Anyway, I can confirm the patch works for me and I'd like to see it
included in future versions. Can I do something to make it happen? 

Regards,
Marcin
msg96377 - (view) Author: Antoine Pitrou (pitrou) Date: 2009-12-14 15:03
I'm not sure there's any real issue here. The signal *does* get
propagated to the main thread, it only takes some time to do so.

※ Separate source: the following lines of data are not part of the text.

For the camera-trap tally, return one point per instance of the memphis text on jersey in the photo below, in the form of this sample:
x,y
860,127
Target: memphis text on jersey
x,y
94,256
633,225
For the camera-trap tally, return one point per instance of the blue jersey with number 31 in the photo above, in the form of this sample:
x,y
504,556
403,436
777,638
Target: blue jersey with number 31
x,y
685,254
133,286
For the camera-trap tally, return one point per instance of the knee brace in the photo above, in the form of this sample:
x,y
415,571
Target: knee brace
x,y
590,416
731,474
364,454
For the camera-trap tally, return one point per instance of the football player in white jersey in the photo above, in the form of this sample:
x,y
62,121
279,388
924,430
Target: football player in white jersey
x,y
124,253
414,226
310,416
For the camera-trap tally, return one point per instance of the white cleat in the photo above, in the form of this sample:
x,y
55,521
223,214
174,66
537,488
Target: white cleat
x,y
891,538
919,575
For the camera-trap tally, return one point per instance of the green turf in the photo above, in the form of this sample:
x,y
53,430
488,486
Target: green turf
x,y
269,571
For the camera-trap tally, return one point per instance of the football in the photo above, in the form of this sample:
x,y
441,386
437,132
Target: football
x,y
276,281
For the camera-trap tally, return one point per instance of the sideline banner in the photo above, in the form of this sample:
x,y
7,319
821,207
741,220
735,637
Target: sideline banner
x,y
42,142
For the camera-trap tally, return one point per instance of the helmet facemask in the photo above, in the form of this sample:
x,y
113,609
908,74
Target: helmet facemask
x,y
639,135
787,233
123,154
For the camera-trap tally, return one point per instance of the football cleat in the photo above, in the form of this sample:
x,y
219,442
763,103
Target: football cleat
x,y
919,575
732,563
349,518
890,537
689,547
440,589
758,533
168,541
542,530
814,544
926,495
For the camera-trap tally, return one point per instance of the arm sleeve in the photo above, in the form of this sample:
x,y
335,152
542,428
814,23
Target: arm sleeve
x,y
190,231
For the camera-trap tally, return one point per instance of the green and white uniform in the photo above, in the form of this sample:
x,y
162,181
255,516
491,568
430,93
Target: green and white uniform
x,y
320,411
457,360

If you
want the program to be interruptible more quickly, just lower the
timeout you give to select().
msg96379 - (view) Author: Jean-Paul Calderone (exarkun) Date: 2009-12-14 15:08
I don't like the suggestion to lower the timeout to select().  Lots of
the rest of the world is pushing towards removing this kind of periodic
polling (generally with the goal of improving power consumption). 
Python should be going this way too (the recent introduction of
signal.set_wakeup_fd suggests that at least some Python developers are
convinced of this).
msg96380 - (view) Author: Antoine Pitrou (pitrou) Date: 2009-12-14 15:11
> I don't like the suggestion to lower the timeout to select().  Lots of
> the rest of the world is pushing towards removing this kind of periodic
> polling (generally with the goal of improving power consumption). 

Yes, I'm aware of this. I was only suggesting the easiest solution to
the problem at hand :-)
msg96386 - (view) Author: Adam Olsen (Rhamphoryncus) Date: 2009-12-14 18:07
The real, OS signal does not get propagated to the main thread.  Only
the python-level signal handler runs from the main thread.

Correctly written programs are supposed to let select block
indefinitely.  This allows them to have exactly 0 CPU usage, especially
important on laptops and other limited power devices.
msg96388 - (view) Author: Antoine Pitrou (pitrou) Date: 2009-12-14 18:17
> The real, OS signal does not get propagated to the main thread.  Only
> the python-level signal handler runs from the main thread.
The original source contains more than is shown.